Mumbai, Aug. 7: ICICI Bank, having consolidated its business at home, is ready for an overseas expansion that will cost it $120 million initially when it brings subsidiaries in UK and Canada under its own fold.

The plan, which aims to lure retail and corporate customers, includes setting up of an offshore banking unit in Singapore and opening representative offices in Dubai and Shanghai. In the US, where it already has a representative office, the bank will spread its wings, but will do so only in the second phase.

Managing director and CEO K. V. Kamath told reporters at the inauguration of the bank’s first offshore banking unit (OBU) in Mumbai’s SEEPZ special economic zone that tasks at home were almost over. He was pointing to the large investments made in technology, ATMs, call centres and other customer-delivery channels. “Domestically, all systems are in place, and the next challenge is to emerge as a global entity.”

Joint managing director Lalita Gupte said the bank’s UK subsidiary alone will require $50 million. The Canada arm will need a seed capital of Canadian $ 5 million, while a planned Singapore offshore banking unit will take $10 million. A phased expansion in these countries later will cost more.

The UK and Canadian subsidiaries will kick off with 25-30 employees by the end of this calendar year. The first branch in Toronto will lead the way for more in future. Underpinning that is an improvement in Canadian-Indian trade ties, besides the strong links it has with banks already doing business in the US and Canada.

China, too, is rife with potential, and the surge in two-way trade with many Indian companies represents a tempting proposition. “China is an important step in globalising our operations,” Gupte added.

Senior general manager and head (international banking) Bhargav Dasgupta said the focus abroad will be on non-resident Indians there, but natives will also be served. “Indian companies are going global. We will bring competitive products and services in the foreign markets.”

Only a handful of public sector banks — SBI and Bank of India are the big two — have a presence overseas. ICICI Bank wants to slip into that untapped space.
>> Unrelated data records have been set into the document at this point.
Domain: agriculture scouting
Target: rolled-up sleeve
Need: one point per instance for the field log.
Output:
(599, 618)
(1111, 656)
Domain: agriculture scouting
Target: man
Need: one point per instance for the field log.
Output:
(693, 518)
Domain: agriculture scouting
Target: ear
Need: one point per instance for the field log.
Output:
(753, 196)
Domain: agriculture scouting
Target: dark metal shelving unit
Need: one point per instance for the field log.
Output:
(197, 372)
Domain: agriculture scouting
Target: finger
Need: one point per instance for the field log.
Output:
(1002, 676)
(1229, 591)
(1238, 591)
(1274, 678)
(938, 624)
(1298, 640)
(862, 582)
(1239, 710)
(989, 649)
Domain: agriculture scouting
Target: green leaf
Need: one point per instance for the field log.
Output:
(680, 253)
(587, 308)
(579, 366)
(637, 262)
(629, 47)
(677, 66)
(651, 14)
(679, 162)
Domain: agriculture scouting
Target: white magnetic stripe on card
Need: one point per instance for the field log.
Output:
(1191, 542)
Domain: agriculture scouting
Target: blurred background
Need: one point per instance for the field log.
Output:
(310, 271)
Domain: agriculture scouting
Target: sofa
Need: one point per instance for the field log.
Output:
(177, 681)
Kamath, who has played a vital role in catapulting ICICI Bank to the top league, was confident that all foreign ventures would break-even in the “shortest possible time”. Asked to specify, he said it could be a year.

On the latest trends in the domestic economy, he felt demand for working capital will rise in the months ahead, the optimism based on strong corporate scorecards.

He said the bank has no plan to cut interest rates despite the recent decline in the yield on the benchmark 10-year government security by 10-15 basis points.